19 February 2021

We are using PostgreSQL as a database, with much success. Two of our main datastores are one containing raw product data and another processed product data. Usually this separation holds well, but there are times we’d like to lay them side by side.

PostgreSQL FDW allows querying external data sources from within the database. We use it to connect from the processed to the raw database. In these cases there is a limited list of products we’d like to inspect, augmenting it with raw data.

A basic example

This worked fairly well in many cases. To illustrate, I’ll give a small example. We assume that you have created the databases sources and products and have superuser privileges. In this example we’ll have one database server with two databases, in reality these would be on different physical servers.

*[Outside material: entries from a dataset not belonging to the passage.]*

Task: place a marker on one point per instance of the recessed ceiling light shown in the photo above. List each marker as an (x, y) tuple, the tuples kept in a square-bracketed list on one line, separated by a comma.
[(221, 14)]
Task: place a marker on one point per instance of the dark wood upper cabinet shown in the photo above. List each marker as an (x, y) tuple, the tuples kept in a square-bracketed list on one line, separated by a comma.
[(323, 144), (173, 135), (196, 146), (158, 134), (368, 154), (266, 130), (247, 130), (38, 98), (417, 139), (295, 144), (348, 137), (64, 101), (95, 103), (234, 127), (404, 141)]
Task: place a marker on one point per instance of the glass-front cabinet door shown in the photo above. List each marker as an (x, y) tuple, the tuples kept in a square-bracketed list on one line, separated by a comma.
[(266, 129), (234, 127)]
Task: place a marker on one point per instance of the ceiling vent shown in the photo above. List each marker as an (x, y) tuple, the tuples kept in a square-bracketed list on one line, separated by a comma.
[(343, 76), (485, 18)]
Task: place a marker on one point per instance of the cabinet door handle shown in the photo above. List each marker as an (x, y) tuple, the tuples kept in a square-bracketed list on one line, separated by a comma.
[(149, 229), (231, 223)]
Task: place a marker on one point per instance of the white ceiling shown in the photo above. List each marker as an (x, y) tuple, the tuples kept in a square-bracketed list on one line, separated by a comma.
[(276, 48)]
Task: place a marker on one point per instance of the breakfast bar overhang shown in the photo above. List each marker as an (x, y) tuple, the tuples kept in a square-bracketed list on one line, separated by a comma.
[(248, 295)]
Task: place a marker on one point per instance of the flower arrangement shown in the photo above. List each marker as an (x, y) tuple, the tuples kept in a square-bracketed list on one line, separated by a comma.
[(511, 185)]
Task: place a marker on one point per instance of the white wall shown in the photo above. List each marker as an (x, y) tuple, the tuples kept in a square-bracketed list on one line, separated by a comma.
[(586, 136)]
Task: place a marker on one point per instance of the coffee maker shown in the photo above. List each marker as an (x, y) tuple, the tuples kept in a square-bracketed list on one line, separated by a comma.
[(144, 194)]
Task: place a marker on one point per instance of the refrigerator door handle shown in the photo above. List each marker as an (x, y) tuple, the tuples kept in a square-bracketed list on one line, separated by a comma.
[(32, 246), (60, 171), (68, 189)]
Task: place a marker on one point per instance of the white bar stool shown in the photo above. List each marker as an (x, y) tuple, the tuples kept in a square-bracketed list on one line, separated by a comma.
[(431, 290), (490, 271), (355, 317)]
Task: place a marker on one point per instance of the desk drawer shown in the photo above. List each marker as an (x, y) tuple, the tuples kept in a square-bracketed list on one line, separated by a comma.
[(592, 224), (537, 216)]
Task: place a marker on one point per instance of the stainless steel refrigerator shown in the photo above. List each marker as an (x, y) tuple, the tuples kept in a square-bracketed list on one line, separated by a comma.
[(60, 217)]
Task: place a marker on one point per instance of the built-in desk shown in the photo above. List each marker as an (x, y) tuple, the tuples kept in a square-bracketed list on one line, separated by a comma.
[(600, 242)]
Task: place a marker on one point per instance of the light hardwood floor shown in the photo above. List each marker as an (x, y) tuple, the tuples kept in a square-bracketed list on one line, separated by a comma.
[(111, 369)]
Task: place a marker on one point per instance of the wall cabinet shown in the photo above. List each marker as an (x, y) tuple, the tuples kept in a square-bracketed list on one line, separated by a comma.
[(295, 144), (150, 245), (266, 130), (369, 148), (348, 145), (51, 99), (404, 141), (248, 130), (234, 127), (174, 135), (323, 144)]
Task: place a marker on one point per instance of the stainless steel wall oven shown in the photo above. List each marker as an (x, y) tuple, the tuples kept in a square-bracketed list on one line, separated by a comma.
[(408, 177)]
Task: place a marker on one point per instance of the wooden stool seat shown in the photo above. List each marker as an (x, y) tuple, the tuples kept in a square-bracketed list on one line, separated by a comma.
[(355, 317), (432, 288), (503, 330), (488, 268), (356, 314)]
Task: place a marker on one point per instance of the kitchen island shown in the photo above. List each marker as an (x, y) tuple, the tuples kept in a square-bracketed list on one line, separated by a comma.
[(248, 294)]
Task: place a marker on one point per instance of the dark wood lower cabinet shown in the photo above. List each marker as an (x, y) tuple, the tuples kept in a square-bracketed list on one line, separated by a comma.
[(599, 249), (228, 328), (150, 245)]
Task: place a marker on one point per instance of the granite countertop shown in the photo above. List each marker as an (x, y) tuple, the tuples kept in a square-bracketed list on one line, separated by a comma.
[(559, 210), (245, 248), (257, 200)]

-- populate the sources database
\c sources
CREATE TABLE sources (id INTEGER, source VARCHAR, barcode VARCHAR, name VARCHAR);
INSERT INTO sources VALUES
  (1002, 'Retailer A', '2162130000000', 'Pumpkin (whole)'),
  (1003, 'Retailer B', '2162130000000', 'Pumpkin'),
  (1004, 'Retailer A', '8718452095551', 'Cake'),
  (1005, 'Retailer C', '8718452095551', 'Farmer cake'),
  (1006, 'Retailer B', '8719326012759', 'Coffee'),
  (1007, 'Retailer C', '8719326012759', 'Holy beans');

-- populate the products database
\c products
CREATE TABLE products (id INTEGER, barcode VARCHAR, name VARCHAR);
INSERT INTO products VALUES
  (1, '2162130000000', 'Pumpkin'),
  (2, '8718452095551', 'Farmer''s Cake'),
  (3, '8719326012759', 'Holy beans coffee');

Now that the tables are set up and have some data, we can query them separately.

\c sources
SELECT * FROM sources WHERE barcode = '8718452095551';
┌──────┬────────────┬───────────────┬─────────────┐
│  id  │   source   │    barcode    │    name     │
├──────┼────────────┼───────────────┼─────────────┤
│ 1004 │ Retailer A │ 8718452095551 │ Cake        │
│ 1005 │ Retailer C │ 8718452095551 │ Farmer cake │
└──────┴────────────┴───────────────┴─────────────┘
\c products
SELECT * FROM products WHERE barcode = '8718452095551';
┌────┬───────────────┬───────────────┐
│ id │    barcode    │     name      │
├────┼───────────────┼───────────────┤
│  2 │ 8718452095551 │ Farmer's Cake │
└────┴───────────────┴───────────────┘

A federated database connection

At this moment, the two databases can be queried separately. But we also want to put data of both side by side. For that, we setup a federated database connection.

\c sources
CREATE USER sources_user PASSWORD 'test321';
GRANT ALL ON TABLE sources TO sources_user;

\c products
CREATE EXTENSION postgres_fdw;
CREATE SERVER sources_fdw FOREIGN DATA WRAPPER postgres_fdw OPTIONS (dbname 'sources', host 'localhost', port '5432');
CREATE USER MAPPING FOR USER SERVER sources_fdw OPTIONS (user 'sources_user', password 'test321');

CREATE SCHEMA sources_fdw;
IMPORT FOREIGN SCHEMA public FROM SERVER sources_fdw INTO sources_fdw;

Let’s see if we can query the sources from the products database. Note that we do the queries on the sources_fdw schema, because we’ve IMPORTed the foreign tables in that schema above.

\c products
SELECT * FROM sources_fdw.sources WHERE barcode = '8718452095551';
┌──────┬────────────┬───────────────┬─────────────┐
│  id  │   source   │    barcode    │    name     │
├──────┼────────────┼───────────────┼─────────────┤
│ 1004 │ Retailer A │ 8718452095551 │ Cake        │
│ 1005 │ Retailer C │ 8718452095551 │ Farmer cake │
└──────┴────────────┴───────────────┴─────────────┘

That looks good. Let’s check out the query plan for this:

\c products
EXPLAIN VERBOSE SELECT * FROM sources_fdw.sources WHERE barcode = '8718452095551';
Foreign Scan on sources_fdw.sources  (cost=100.00..118.31 rows=3 width=100)                                  
  Output: id, source, barcode, name                                                                          
  Remote SQL: SELECT id, source, barcode, name FROM public.sources WHERE ((barcode = '8718452095551'::text))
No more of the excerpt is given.